Worrying weighs me down. It takes the fun out of life. I don't want to think the worst anymore. I want to think the best. I used to think the worst so I wouldn’t be disappointed, but then I would end up miserable most of the time, going through life with this negative, impending doom lens. I want to give life the benefit of the doubt. I want to give other people the benefit of the doubt. I would rather be disappointed for a short time, than miserable for most of it. I want to see the glass as half full, not half empty.

It Doesn't Work

Worrying doesn't work for me. It never has. I don't do well when I am tense and anxious. I lose my sense of creativity and lightheartedness.

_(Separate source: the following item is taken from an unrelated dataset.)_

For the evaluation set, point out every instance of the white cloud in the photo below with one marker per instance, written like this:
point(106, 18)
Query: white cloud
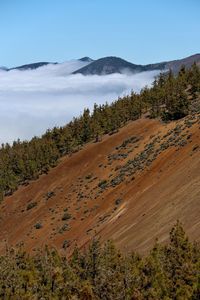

I stop trying things out when I worry. I tend to freeze and struggle to move forward when I am thinking about what might go wrong.

Not Worrying Does Not Mean I Don't Care.

I realized I can still be thoughtful and conscientious, and care about how things go, without the weight and pressure that worrying creates. I love to prepare for things. I love to do my best. I am invested in being the best I can and that's what draws me forward. I like the carrot approach, not the stick of worry baring down on my back.

What Do You Know About Worry?

I am not saying worrying is bad or good. For me, it doesn't work, and I came to that conclusion by exploring worry for myself. You can read other people's ideas about worry, but ultimately, it's up to you to look and see what makes sense. While ever you see value in doing something, you will continue to do it, so it's worth looking objectively if worrying works for you. If you discover it doesn't, it probably doesn't make sense to keep doing it.

Experiments and Exercises

To help you see for yourself if worrying works, consider these exercises:

The 'Does Worry Work?' Exercise

Does worrying work for you? Take a piece of paper, and create two columns. Label column 1 as Worried, and column 2, Not Worried.

In each column answer these questions, so you can see your answers side by side. I suggest you answer with simple words like anxious, happy, and think of as many as you can that you experience in each column for each question.

  • How do I feel, when I’m….

  • How do I approach problems and challenges when I’m…

  • How do I act toward others, when I’m…

  • How is my sense of well-being when I’m…

Take a look at your answers

Have a 'No Worry Week' Experiment

Who knows maybe worrying is good for you, maybe it's a really positive experience for you. You get to choose. And worrying is only a problem if you think it is. If like me you realize worrying is a big waste of time and energy, then I challenge you to have a "No Worry Week" and see what it's like to just shoo those worries away and not listen to them for a week.

If you do that, what did you notice?